- Born: 1972 (age 52–53) Turkmenistan
- Occupations: Psychotherapist; activist;

= Yuma Yuma =

Psychotherapist and LGBT rights activist

Yuma Yuma (Юма Юма; born 1972), known simply as Yuma, is a Turkmen-born Russian psychotherapist and LGBT rights activist. She became known in Russia after appearing on an advertisement by the supermarket chain VkusVill along with her lesbian family.

==Biography==
Yuma became an activist for LGBT rights after the Federal Assembly passed its gay propaganda law in June 2013. She provides psychological assistance to LGBT community from Chechnya who said Russian police tortured them in 2017 and 2018. She has also supported LGBT festivals and events in her country.

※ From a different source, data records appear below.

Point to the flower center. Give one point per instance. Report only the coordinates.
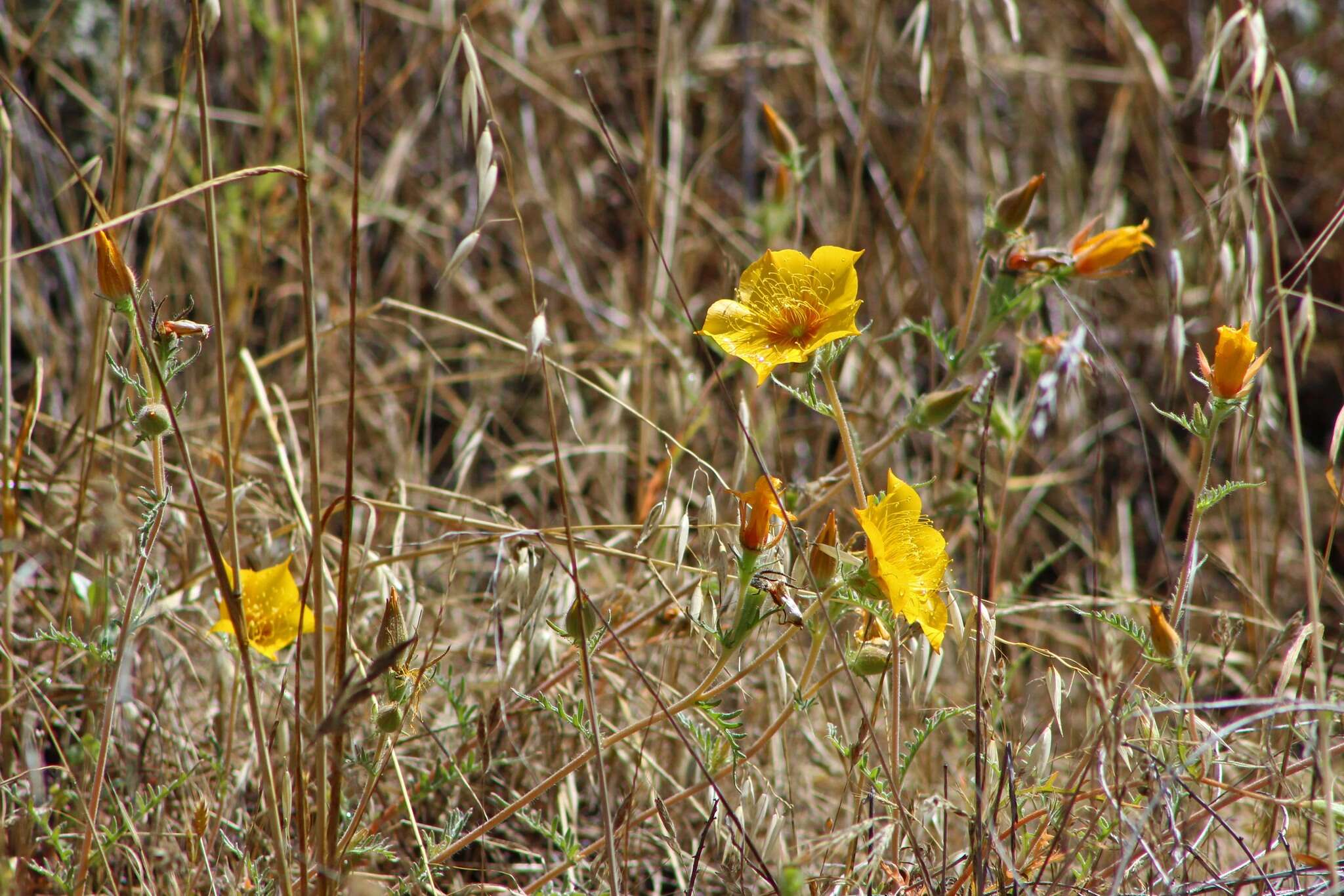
(792, 306)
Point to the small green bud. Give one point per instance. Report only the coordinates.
(397, 683)
(152, 421)
(581, 620)
(388, 719)
(936, 407)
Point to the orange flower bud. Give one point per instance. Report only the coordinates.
(1013, 207)
(1234, 361)
(823, 561)
(780, 133)
(757, 508)
(115, 278)
(782, 183)
(184, 328)
(1108, 249)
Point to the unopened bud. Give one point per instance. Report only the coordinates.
(582, 620)
(872, 657)
(388, 719)
(936, 407)
(116, 280)
(201, 817)
(780, 133)
(823, 561)
(391, 630)
(1166, 641)
(184, 328)
(152, 421)
(1013, 207)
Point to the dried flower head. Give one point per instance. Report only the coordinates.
(272, 606)
(757, 510)
(1011, 209)
(116, 280)
(906, 556)
(787, 306)
(1095, 256)
(1234, 361)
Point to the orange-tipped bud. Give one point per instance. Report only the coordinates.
(184, 328)
(757, 508)
(823, 561)
(116, 280)
(1234, 361)
(1013, 207)
(1166, 641)
(781, 136)
(782, 183)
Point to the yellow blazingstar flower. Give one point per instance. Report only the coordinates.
(1234, 361)
(272, 606)
(756, 510)
(1106, 249)
(787, 306)
(908, 558)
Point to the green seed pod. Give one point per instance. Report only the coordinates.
(388, 719)
(152, 421)
(936, 407)
(870, 659)
(581, 613)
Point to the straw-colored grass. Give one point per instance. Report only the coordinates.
(453, 287)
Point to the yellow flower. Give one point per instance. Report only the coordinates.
(787, 306)
(1234, 361)
(115, 278)
(1106, 249)
(272, 606)
(908, 558)
(757, 508)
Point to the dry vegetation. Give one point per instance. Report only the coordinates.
(522, 407)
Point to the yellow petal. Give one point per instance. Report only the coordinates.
(272, 605)
(836, 266)
(740, 332)
(908, 558)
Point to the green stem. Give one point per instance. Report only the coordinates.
(1196, 515)
(846, 441)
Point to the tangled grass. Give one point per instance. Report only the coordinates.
(453, 287)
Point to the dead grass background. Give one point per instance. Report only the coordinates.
(1116, 102)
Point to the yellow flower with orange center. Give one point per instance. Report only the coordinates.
(1095, 256)
(757, 510)
(273, 609)
(908, 558)
(1234, 361)
(787, 306)
(116, 280)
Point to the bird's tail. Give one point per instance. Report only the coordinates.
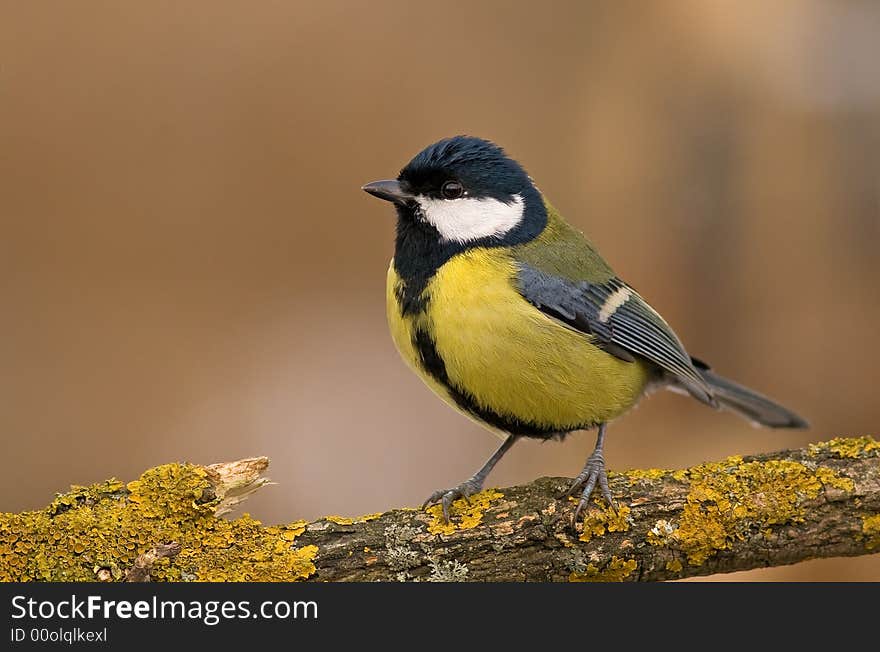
(749, 404)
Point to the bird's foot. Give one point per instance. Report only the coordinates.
(446, 496)
(592, 474)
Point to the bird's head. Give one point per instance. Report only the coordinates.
(466, 192)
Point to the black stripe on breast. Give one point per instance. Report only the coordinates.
(436, 367)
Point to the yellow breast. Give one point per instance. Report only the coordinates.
(507, 356)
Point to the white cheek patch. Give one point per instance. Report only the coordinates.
(470, 218)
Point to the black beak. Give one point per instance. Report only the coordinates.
(389, 191)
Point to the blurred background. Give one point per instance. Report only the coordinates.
(190, 271)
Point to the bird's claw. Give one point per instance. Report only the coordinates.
(592, 475)
(447, 496)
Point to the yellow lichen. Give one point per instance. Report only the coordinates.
(605, 519)
(871, 531)
(674, 566)
(845, 447)
(466, 514)
(661, 532)
(344, 520)
(97, 532)
(731, 499)
(617, 570)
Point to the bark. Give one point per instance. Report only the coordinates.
(731, 515)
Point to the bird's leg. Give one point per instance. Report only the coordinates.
(592, 474)
(472, 485)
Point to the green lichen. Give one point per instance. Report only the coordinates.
(634, 475)
(731, 500)
(830, 479)
(617, 570)
(466, 514)
(97, 532)
(605, 519)
(674, 566)
(847, 447)
(871, 531)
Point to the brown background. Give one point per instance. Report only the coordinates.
(189, 270)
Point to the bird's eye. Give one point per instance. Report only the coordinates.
(452, 190)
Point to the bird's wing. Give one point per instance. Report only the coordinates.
(620, 321)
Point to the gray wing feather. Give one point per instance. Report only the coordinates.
(633, 328)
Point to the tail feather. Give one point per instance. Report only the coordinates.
(753, 406)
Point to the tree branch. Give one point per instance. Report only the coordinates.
(736, 514)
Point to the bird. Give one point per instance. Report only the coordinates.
(512, 317)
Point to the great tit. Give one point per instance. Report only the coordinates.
(512, 317)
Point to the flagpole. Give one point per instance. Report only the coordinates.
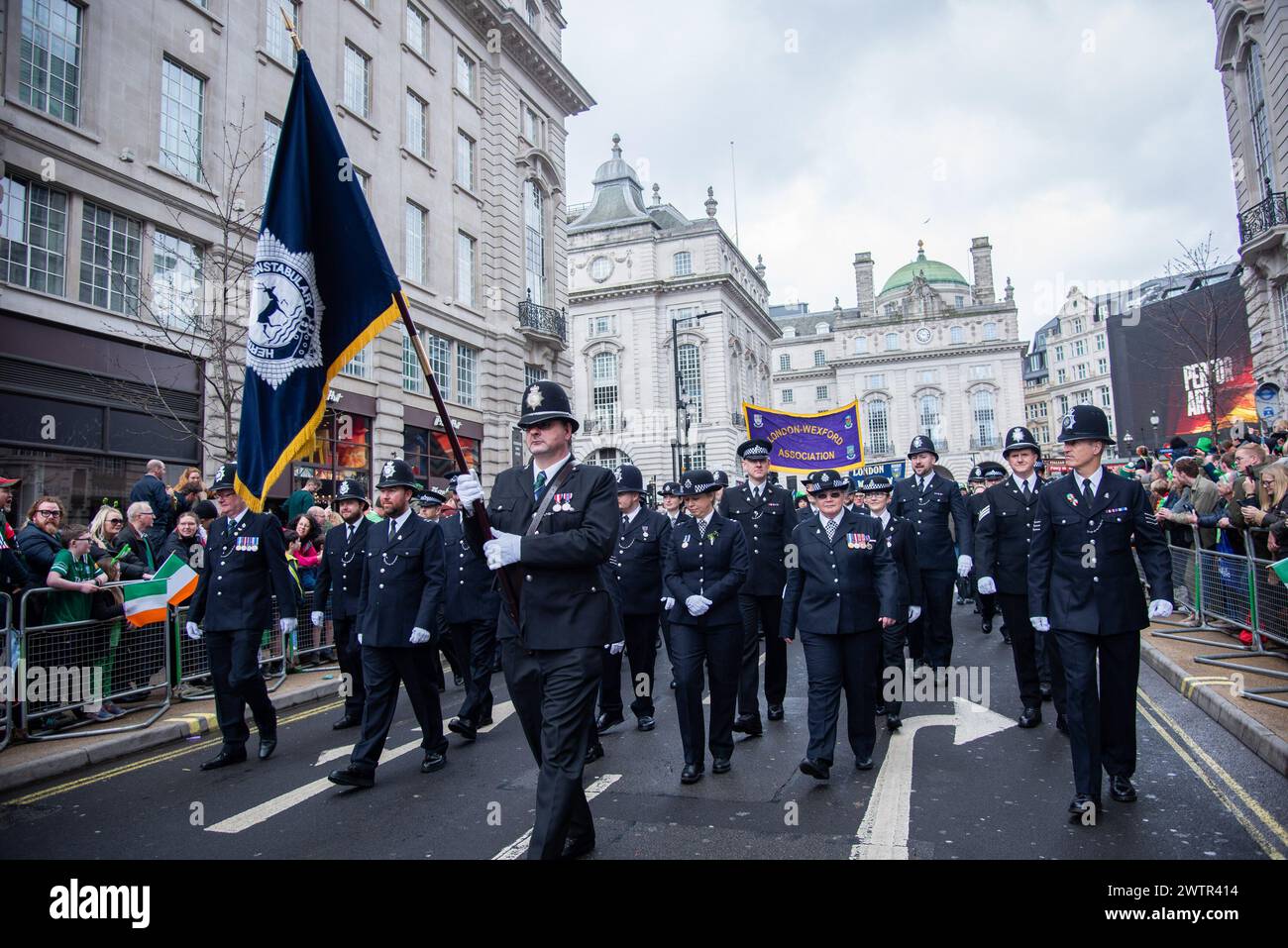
(507, 584)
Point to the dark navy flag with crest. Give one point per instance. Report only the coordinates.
(322, 288)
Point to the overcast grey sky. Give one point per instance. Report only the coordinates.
(1085, 138)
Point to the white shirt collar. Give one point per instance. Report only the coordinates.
(552, 471)
(399, 520)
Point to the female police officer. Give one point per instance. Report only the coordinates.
(704, 570)
(841, 592)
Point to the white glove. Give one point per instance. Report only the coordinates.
(697, 605)
(501, 550)
(468, 489)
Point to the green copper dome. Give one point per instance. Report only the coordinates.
(934, 270)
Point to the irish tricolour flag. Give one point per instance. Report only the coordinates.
(146, 600)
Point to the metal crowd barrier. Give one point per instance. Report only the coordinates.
(1232, 594)
(65, 666)
(8, 662)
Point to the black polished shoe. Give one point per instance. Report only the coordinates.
(692, 773)
(1122, 790)
(224, 758)
(1080, 806)
(578, 848)
(353, 777)
(464, 727)
(815, 768)
(606, 721)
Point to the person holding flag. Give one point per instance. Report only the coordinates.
(232, 607)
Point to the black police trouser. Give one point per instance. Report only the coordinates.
(554, 698)
(349, 655)
(235, 669)
(642, 656)
(476, 640)
(382, 669)
(756, 612)
(930, 638)
(719, 649)
(1024, 647)
(1102, 719)
(836, 662)
(890, 668)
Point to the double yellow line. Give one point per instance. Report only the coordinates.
(149, 762)
(1261, 826)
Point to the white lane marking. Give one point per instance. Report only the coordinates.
(279, 804)
(707, 699)
(519, 848)
(884, 832)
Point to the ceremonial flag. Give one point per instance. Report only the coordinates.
(146, 599)
(804, 443)
(323, 287)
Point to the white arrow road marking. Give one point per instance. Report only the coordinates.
(279, 804)
(884, 832)
(516, 849)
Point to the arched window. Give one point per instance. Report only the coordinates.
(603, 369)
(691, 380)
(876, 427)
(927, 419)
(986, 428)
(535, 243)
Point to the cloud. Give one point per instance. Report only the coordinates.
(1085, 140)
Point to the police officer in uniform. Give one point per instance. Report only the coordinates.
(901, 539)
(768, 517)
(1083, 588)
(841, 592)
(704, 571)
(642, 543)
(554, 520)
(673, 506)
(471, 609)
(1003, 540)
(400, 592)
(343, 554)
(928, 500)
(245, 563)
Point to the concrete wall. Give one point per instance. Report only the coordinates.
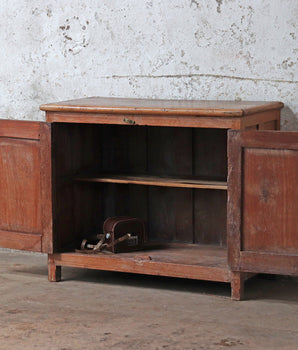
(214, 49)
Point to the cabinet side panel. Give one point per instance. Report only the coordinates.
(20, 200)
(270, 200)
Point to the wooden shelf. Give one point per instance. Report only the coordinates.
(184, 182)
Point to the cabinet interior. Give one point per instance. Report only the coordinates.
(172, 178)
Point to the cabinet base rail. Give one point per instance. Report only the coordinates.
(144, 264)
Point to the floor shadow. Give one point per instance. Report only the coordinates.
(271, 287)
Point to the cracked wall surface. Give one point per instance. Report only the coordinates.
(219, 49)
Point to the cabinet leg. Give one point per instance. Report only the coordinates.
(237, 285)
(54, 271)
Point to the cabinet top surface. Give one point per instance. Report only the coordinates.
(161, 107)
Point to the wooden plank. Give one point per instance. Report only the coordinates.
(270, 200)
(146, 120)
(161, 107)
(234, 199)
(170, 209)
(205, 263)
(260, 118)
(210, 153)
(260, 262)
(46, 187)
(20, 129)
(156, 181)
(20, 200)
(210, 217)
(262, 205)
(19, 240)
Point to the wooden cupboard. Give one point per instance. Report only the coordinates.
(165, 162)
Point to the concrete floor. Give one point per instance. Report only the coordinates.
(105, 310)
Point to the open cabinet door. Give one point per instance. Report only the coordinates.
(25, 186)
(263, 201)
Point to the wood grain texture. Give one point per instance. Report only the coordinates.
(263, 196)
(19, 240)
(161, 107)
(270, 200)
(146, 120)
(25, 186)
(157, 181)
(175, 260)
(20, 129)
(20, 200)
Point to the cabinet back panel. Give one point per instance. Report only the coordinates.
(170, 214)
(210, 208)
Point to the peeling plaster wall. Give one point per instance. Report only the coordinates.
(218, 49)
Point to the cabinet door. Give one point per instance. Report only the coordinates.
(25, 186)
(263, 201)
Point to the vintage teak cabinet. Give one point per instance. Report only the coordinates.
(209, 215)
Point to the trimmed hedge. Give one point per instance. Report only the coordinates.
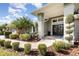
(7, 34)
(13, 36)
(27, 48)
(2, 42)
(42, 49)
(24, 36)
(60, 45)
(15, 45)
(7, 44)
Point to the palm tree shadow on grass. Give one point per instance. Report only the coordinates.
(65, 52)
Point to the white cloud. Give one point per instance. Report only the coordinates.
(37, 5)
(19, 5)
(5, 19)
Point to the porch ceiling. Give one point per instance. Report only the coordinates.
(51, 10)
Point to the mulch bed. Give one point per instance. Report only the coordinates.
(73, 51)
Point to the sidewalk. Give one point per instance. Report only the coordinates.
(34, 44)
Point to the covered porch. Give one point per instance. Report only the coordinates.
(50, 20)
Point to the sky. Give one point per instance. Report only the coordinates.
(11, 11)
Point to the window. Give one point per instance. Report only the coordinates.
(54, 20)
(60, 19)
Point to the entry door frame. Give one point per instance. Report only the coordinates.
(56, 23)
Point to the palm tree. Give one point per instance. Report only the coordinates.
(22, 25)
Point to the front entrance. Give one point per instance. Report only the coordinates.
(58, 29)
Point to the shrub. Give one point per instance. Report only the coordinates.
(69, 18)
(7, 44)
(24, 36)
(69, 31)
(42, 49)
(13, 36)
(7, 34)
(2, 42)
(15, 45)
(1, 33)
(70, 26)
(69, 38)
(27, 48)
(60, 45)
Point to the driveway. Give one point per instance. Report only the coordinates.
(48, 42)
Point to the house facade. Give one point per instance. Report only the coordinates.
(52, 17)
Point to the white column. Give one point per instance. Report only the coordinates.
(40, 26)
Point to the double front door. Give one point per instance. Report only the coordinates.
(58, 29)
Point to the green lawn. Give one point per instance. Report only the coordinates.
(4, 52)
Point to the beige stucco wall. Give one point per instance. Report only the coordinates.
(68, 9)
(76, 32)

On 30 June 2021, the advertisement “Recipes for a Happy Family” was published on the VkusVill website, which described families buying products in the supermarket chain. It depicts the story of an LGBT family, which caused polarizing reactions in Runet. Some media reported the first case of support for the LGBT movement in the history of the company. However, after the material was distributed among ultra-conservative Telegram channels, VkusVill, as well as the families of the women from the ad, began to receive threats, including physical violence. As a result of public outcry, the company's management removed the ad from their website and social networks and apologized for their mistake. Due to the threats, Yuma and her partner and daughters fled Russia for Spain.

In August 2021, Yuma moved to Barcelona together with her partner Zhenya, their daughters Alina and Mila and Alina's partner Ksyusha.

==Awards and recognition==
In 2021, Yuma was listed as one of the BBC 100 Women of the year.